On 1/4/24 03:57, Krzysztof Kozlowski wrote:
On 28/12/2023 17:05, Sean Anderson wrote:
On 12/22/23 10:01, Krzysztof Kozlowski wrote:
Add simple driver to control GPIO-based resets using the reset controller API for the cases when the GPIOs are shared and reset should be coordinated. The driver is expected to be used by reset core framework for ad-hoc reset controllers.
How do we handle power sequencing? Often GPIOs need some pre/post delay in order to ensure proper power sequencing. For regular reset drivers, this is internal to the driver.
It's not part of this patchset. Power sequencing is an old topic and generic solutions were failing, rejected, did not solve the problems, etc (choose your reason).
Delays are device specific, so they go to drivers (depending on the compatible). Complex power sequencing is way too much for simplified reset-framework handling, so anyway it is expected you do it in your driver.
Well, the reason to bring it up is twofold:
- Traditionally, drivers expect the reset controller to handle all necessary delays. For example, reset-k210 includes a 10us delay between asserting and deasserting the reset. There's a similar thing in reset-imx7, and several other reset drivers. - We would need to add custom assert/deassert delays to every driver using this interface. These are not always added, since any given device may require delays which can be inferred from its compatible. However, an integrated system may require delays to be different from what any individual device requires.
Maybe something like
my-device { reset-gpios = <&gpio 555 GPIO_ACTIVE_LOW>; reset-gpios-post-deassert-us = <100>;
Feel free to add it later. This patchset, and actually all patches should, solves one problem while allowing you to extend it later.
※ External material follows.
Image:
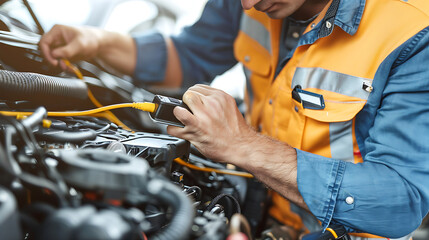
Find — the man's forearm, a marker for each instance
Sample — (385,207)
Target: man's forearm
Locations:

Yes, but we should try to avoid creating problems for ourselves in the future.
If there is a architectural problem in my approach not allowing you to extend it later, then we should discuss it.
Well, I brought up just such an architectural issue below...
};
Of course, this is a bit ambiguous if you have multiple devices using the same GPIO with different delays.
This is the most concerning one to me.
Maybe we take the max? But the driver below seems to only have access to one device. Which I suppose begs the question: how do we know when it's safe to deassert the reset (e.g. we've gotten to the point where all devices using this reset gpio have gotten far enough to detect that they use it)?
The driver (reset consumer) knows when it is safe or not. You must implement proper reset handling in your driver.
The driver has no idea whether it is safe or not. It just calls reset_assert/deassert at the appropriate time, and the reset framework/controller is supposed to coordinate things so e.g. the device doesn't get reset multiple times as multiple drivers all probe.